The API would need to return the following information:

{
  "time_generated": UTC,
  "total_packets": 44772779,
  "data": {
    "radiosonde_auto_rx": {"count": 38176994, "unique_count": 541, "versions": {"1.5.8":{"count": 23576665, "unique_count": 312}, etc}},
    "rdzTTGOsonde": {},
    "SondeMonitor": {}
  }
}

The ElasticSearch query takes about 7000ms so I would suggest caching it heavily using Cloudfront.

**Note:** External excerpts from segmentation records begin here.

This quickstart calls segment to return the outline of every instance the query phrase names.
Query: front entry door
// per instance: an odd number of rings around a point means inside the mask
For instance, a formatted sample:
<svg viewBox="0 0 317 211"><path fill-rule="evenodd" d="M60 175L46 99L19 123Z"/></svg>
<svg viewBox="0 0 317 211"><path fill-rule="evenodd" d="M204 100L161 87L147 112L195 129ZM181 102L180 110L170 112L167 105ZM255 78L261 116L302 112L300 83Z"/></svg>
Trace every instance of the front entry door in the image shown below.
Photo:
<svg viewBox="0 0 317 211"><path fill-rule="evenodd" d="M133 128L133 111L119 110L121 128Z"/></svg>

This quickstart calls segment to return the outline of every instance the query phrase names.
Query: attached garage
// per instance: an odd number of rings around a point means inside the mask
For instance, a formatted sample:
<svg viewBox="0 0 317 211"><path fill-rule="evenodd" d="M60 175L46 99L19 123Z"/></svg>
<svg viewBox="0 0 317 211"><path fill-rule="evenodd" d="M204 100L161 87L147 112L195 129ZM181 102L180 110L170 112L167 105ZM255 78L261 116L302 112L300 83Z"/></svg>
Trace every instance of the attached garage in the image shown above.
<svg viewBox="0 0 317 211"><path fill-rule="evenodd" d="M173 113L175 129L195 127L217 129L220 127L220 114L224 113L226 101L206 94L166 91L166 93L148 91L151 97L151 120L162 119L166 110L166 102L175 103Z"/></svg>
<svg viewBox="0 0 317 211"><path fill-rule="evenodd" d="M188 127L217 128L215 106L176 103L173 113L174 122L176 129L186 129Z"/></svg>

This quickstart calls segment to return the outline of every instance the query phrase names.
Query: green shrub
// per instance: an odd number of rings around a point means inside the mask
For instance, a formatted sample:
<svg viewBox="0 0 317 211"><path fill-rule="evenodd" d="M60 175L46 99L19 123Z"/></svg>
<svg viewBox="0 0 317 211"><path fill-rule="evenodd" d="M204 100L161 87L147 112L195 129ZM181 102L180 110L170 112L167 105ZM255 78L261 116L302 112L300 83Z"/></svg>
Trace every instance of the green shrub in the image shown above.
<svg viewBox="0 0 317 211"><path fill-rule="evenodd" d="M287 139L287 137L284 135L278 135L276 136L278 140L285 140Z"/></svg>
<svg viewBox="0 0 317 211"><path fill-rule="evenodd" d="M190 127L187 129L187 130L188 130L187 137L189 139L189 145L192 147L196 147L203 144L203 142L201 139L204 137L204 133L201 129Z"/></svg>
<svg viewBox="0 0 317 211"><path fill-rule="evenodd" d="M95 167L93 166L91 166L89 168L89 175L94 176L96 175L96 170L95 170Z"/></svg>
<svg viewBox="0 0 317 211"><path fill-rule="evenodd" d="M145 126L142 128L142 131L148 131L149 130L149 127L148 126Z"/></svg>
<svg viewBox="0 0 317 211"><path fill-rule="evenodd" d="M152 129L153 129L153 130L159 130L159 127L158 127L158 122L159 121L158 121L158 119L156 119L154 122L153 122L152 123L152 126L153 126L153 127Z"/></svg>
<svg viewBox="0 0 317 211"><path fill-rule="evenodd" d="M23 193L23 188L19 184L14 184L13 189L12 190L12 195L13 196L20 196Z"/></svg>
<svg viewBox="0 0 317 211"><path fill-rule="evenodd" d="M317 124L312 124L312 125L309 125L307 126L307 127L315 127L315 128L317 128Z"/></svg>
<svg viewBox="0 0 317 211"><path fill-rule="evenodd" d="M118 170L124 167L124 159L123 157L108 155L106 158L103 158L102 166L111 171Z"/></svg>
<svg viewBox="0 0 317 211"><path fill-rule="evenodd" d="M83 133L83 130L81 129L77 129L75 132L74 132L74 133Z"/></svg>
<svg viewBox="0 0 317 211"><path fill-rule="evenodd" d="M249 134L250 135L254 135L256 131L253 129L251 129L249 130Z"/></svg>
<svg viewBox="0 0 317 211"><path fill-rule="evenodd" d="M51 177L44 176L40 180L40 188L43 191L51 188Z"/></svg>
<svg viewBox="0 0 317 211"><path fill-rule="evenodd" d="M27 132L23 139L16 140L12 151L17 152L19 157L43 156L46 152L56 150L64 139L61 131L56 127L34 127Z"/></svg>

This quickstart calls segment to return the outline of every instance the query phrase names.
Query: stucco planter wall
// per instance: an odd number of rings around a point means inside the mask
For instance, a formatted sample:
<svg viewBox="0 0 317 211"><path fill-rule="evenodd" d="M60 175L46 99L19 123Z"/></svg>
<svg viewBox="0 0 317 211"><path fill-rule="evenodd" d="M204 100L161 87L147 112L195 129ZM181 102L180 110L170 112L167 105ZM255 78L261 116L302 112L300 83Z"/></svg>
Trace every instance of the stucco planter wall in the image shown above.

LukePrior commented 2 years ago

Here is a simple prototype graph page: https://jsfiddle.net/1yLqhca6/

TheSkorm commented 2 years ago

GET https://api.v2.sondehub.org/listener/stats now returns stats as below. It is cached for 5 minutes. Does this meet your requirements @LukePrior ?

{
  "radiosonde_auto_rx": {
    "telemetry_count": 39540539,
    "unique_callsigns": 553,
    "versions": {
      "1.5.8": {
        "telemetry_count": 25482738,
        "unique_callsigns": 328
      },
      "1.5.7": {
        "telemetry_count": 4657769,
        "unique_callsigns": 83
      },
      "1.5.6": {
        "telemetry_count": 3011163,
        "unique_callsigns": 52
      },
      "1.5.5": {
        "telemetry_count": 1668648,
        "unique_callsigns": 30
      },
      "1.5.3": {
        "telemetry_count": 1545693,
        "unique_callsigns": 21
      },
      "1.5.4": {
        "telemetry_count": 398691,
        "unique_callsigns": 16
      },
      "1.5.1": {
        "telemetry_count": 840853,
        "unique_callsigns": 14
      },
      "1.5.2": {
        "telemetry_count": 516157,
        "unique_callsigns": 10
      },
      "1.5.0": {
        "telemetry_count": 299957,
        "unique_callsigns": 6
      },
      "1.5.8-Z3": {
        "telemetry_count": 110221,
        "unique_callsigns": 2
      }
    }
  },
  "rdzTTGOsonde": {
    "telemetry_count": 6316474,
    "unique_callsigns": 154,
    "versions": {
      "devel20211101": {
        "telemetry_count": 4358131,
        "unique_callsigns": 97
      },
      "master_v0.9.0": {
        "telemetry_count": 1138525,
        "unique_callsigns": 38
      },
      "devel20211023": {
        "telemetry_count": 61601,
        "unique_callsigns": 7
      },
      "devel20211003": {
        "telemetry_count": 86372,
        "unique_callsigns": 3
      },
      "devel20211016": {
        "telemetry_count": 144274,
        "unique_callsigns": 3
      },
      "devel20211005": {
        "telemetry_count": 164342,
        "unique_callsigns": 2
      },
      "devel20211010": {
        "telemetry_count": 116775,
        "unique_callsigns": 2
      },
      "devel20211031": {
        "telemetry_count": 19485,
        "unique_callsigns": 2
      },
      "devel20210913": {
        "telemetry_count": 126205,
        "unique_callsigns": 1
      },
      "devel20210914": {
        "telemetry_count": 46328,
        "unique_callsigns": 1
      }
    }
  },
  "SondeMonitor": {
    "telemetry_count": 87314,
    "unique_callsigns": 11,
    "versions": {
      "6.2.5.8": {
        "telemetry_count": 36082,
        "unique_callsigns": 9
      },
      "6.2.4.7": {
        "telemetry_count": 50975,
        "unique_callsigns": 1
      },
      "6.2.5.3": {
        "telemetry_count": 257,
        "unique_callsigns": 1
      }
    }
  },
  "rdzTTGO": {
    "telemetry_count": 131422,
    "unique_callsigns": 2,
    "versions": {
      "DL2MF-20220111": {
        "telemetry_count": 131422,
        "unique_callsigns": 2
      }
    }
  }
}
LukePrior commented 2 years ago

Yeah that looks perfect to me, I do have one question and I'm assuming it's an ElasticSearch problem that we can't do much about but the sum of versions doesn't always equal the top sum. I think ElasticSearch creates an other category at least in the case of visualisations but that doesn't even make sense as the sum of versions is sometimes greater than the total sum for auto rx: 553 total vs 562 sum of top 10 versions, I'm assuming this is from people upgrading and getting counted twice?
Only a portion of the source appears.